Massificar as oportunidades

Correio da Cidadania

WPO | ART | CCD | Massificar as oportunidades, n. 341, 12 abr. 2003.

 

 

Temos sustentado que, para romper a armadilha financeira armada pelo governo FHC, o governo Lula terá que mudar o perfil dos capitais estrangeiros que entram no país, reduzir a tributação sobre a produção e sobre o consumo da população de média e baixa renda e, mais do que isso, mobilizar todas as forças sociais, inclusive o empresariado, para massificar a produção dos grandes contingentes da população em estado de miserabilidade e pobreza.

É fundamental dar um salto da produção zero de milhões de brasileiros para a produção de subsistência, num primeiro momento, e para uma produção ampliada, depois, conformando um novo mercado interno. Ao contrário do que pensam alguns acostumados a pensar apenas em termos de grandes e médias empresas, a massificação da produção de subsistência, nas atuais condições do Brasil, pode representar uma enorme economia financeira para o Estado e um importante aporte produtivo.

Para isso, os programas sociais do governo devem ser instrumentos de geração de oportunidades de trabalho e produção. Tomemos, por exemplo, a situação das famílias sem-terra, para as quais tem que ser direcionado parte dos custos assistenciais do governo. Um assentamento rápido dessas famílias dificilmente lhes permitirá uma auto-sustentação completa e imediata. É fácil verificar que grande parte dos assentados da reforma agrária continua em situação difícil. Mas essa também é a situação da maior parte dos pequenos produtores agrícolas, que necessitam algum tipo de assistência.

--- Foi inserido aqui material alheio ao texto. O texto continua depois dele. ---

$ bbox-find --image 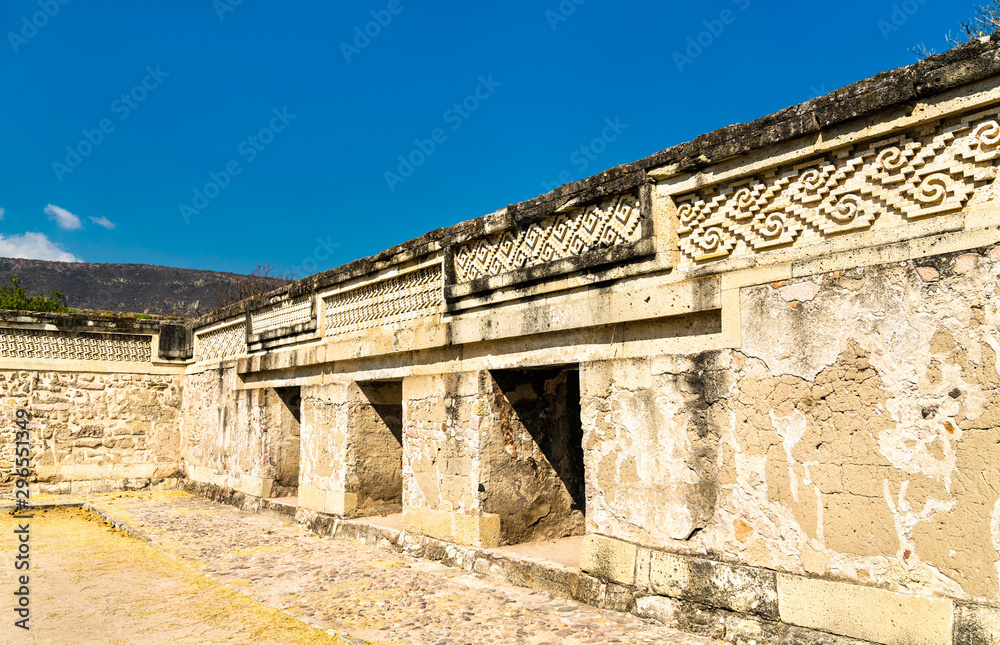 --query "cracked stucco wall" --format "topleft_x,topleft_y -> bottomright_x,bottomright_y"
181,367 -> 273,494
300,381 -> 402,515
582,246 -> 1000,604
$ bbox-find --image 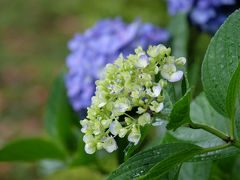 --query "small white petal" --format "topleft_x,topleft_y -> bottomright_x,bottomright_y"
138,113 -> 151,126
175,57 -> 187,66
161,71 -> 171,80
81,125 -> 88,133
98,102 -> 106,108
85,143 -> 96,154
118,103 -> 129,112
156,103 -> 163,113
128,132 -> 141,145
103,137 -> 117,153
119,128 -> 128,138
168,71 -> 183,82
136,55 -> 149,68
83,134 -> 94,143
101,120 -> 111,129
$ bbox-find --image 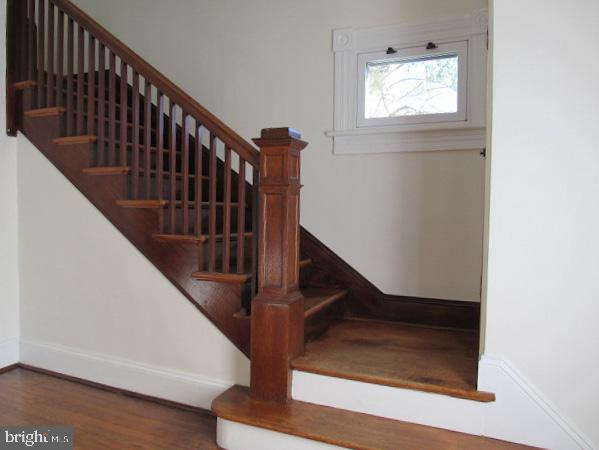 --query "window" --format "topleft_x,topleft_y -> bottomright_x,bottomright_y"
327,10 -> 487,153
357,42 -> 468,127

No entanto, há uma diferença significativa entre um sem-terra não-produtivo e um assentado produzindo parte de sua subsistência. Comparada à situação antiga, de produção zero, representará um salto. A simples produção de subsistência será um alívio para milhões que hoje nada produzem. E pode representar mudança significativa na política social do governo. Ao invés de se ver às voltas com a sobrevivência alimentar de milhões de trabalhadores sem condições de produzir, as políticas sociais poderão se voltar para dar sustentabilidade à economia agrícola familiar, fazendo com que sua produção se eleve acima do nível da subsistência e parte possa ser vendida no mercado.

Como acontece em quase todo o mundo, os pequenos produtores rurais brasileiros não têm acesso ao crédito, estão subordinados aos atravessadores para comercializar sua produção e possuem pequena capacidade produtiva, pela baixa qualificação de sua força de trabalho e pelo reduzido uso de máquinas, equipamentos e técnicas agronômicas. Para mudar esse quadro, será preciso incentivar o associativismo, a criação de múltiplos mecanismos de comercialização e orientação sobre o mercado, a diversificação da produção, a elevação da produtividade do solo e do trabalho e a industrialização rural.

Nessas condições, quando mais rápido e massivo for o processo de assentamento dos sem-terra, mais possibilidades terá o governo de dedicar-se à superação dos empecilhos que impedem a economia agrícola familiar de desenvolver-se e dar uma contribuição positiva para a retomada do crescimento nacional.